Надо было заменить устаревшую виньетку газеты «Корсар», в которой сотрудничал Банвиль. Прежний рисунок, невыносимо приевшийся всем, был выполнен в свое время Тони Жоанно. На нем художник изобразил битву на палубе корабля: огромный верзила-матрос мелодраматично вздымал кверху гигантское перо, между тем как его товарищи вокруг добросовестно готовились к морской битве…
Со всей страстностью юности Банвиль стал уговаривать главного редактора газеты Вирметра, чтобы тот заказал новый рисунок Оноре Домье: «Это живописец нравов, — говорил он, — этот великий сатирик — несомненный гений!»

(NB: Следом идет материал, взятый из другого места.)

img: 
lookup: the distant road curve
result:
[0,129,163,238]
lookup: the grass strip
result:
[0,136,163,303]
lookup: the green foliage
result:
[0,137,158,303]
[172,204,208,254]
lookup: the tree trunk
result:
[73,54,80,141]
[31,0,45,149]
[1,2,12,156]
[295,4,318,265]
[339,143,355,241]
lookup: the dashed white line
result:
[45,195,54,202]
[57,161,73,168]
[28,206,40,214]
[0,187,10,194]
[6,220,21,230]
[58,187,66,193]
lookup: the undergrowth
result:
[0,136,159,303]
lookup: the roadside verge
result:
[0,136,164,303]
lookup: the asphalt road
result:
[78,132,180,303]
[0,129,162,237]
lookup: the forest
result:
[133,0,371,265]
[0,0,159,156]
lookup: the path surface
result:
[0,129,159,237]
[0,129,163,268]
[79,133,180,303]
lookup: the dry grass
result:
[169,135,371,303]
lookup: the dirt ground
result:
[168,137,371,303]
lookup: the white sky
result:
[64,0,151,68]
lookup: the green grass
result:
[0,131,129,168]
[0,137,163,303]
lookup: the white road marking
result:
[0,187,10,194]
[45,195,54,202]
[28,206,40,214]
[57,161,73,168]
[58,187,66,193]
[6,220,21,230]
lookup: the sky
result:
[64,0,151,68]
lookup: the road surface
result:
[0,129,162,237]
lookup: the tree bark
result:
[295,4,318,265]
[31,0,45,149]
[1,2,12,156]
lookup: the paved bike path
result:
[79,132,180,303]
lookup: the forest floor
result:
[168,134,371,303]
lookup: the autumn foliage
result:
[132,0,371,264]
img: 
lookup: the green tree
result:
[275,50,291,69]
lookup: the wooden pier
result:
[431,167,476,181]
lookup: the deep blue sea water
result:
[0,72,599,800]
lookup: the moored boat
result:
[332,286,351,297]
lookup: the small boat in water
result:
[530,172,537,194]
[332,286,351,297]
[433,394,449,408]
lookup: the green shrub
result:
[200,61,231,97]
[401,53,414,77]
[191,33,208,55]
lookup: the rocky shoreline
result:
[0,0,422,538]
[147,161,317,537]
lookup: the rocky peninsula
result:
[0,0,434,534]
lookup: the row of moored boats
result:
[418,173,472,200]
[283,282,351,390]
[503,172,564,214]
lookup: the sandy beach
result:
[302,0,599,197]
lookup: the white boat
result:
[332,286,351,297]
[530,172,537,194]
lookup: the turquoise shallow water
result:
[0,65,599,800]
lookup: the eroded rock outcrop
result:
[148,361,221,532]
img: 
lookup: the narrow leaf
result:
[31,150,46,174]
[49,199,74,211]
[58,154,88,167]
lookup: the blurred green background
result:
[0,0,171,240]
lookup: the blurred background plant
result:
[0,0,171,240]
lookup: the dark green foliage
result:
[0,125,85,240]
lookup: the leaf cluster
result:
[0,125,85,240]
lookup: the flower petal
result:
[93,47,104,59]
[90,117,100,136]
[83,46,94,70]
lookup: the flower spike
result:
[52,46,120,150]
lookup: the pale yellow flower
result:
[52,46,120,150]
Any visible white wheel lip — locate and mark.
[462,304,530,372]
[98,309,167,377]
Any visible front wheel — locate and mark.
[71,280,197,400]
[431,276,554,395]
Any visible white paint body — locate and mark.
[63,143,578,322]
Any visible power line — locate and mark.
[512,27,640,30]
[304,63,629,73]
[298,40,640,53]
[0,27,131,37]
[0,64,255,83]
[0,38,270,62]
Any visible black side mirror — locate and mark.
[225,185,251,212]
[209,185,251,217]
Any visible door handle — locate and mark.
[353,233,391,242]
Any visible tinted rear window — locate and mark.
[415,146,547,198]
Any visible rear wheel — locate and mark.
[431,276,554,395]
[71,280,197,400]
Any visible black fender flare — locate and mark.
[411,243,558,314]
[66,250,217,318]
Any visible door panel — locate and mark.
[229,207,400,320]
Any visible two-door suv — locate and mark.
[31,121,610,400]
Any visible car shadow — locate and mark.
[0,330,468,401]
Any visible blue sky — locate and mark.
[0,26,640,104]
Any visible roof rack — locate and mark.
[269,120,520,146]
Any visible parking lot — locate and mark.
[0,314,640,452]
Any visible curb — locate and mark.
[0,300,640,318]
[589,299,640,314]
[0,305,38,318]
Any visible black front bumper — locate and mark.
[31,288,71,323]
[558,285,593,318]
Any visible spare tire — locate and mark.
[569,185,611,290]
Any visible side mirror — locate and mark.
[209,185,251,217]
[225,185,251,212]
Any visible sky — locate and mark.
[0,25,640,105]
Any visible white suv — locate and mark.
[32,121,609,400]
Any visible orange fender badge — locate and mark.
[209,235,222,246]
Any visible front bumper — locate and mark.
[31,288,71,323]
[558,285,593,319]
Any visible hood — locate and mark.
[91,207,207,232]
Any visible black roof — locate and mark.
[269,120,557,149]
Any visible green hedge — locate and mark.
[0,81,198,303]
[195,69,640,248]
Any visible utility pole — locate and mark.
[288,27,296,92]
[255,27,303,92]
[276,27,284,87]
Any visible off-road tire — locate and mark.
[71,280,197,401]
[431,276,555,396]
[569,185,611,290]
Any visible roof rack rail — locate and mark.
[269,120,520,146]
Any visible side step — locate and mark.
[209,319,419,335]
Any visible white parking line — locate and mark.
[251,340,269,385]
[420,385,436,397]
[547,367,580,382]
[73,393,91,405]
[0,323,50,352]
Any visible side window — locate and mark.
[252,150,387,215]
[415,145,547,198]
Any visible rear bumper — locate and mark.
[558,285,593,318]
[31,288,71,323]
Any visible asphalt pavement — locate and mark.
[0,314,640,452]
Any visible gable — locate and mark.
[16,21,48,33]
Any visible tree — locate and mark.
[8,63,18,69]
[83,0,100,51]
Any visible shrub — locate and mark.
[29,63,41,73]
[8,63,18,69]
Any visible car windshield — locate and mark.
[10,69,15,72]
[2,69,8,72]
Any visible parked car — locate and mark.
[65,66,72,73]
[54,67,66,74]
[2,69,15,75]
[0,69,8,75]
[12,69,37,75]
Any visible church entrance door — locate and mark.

Сначала Вирметр с негодованием отверг это предложение. Подобно многим другим, он «считал Домье кровожадным вандалом». Но в конце концов, поддавшись пылким доводам Банвиля, он сдался. Было решено, что Домье сделает рисунок для «Корсара» за немалое по тем временам вознаграждение в сто франков. Все переговоры молодой поэт взял на себя.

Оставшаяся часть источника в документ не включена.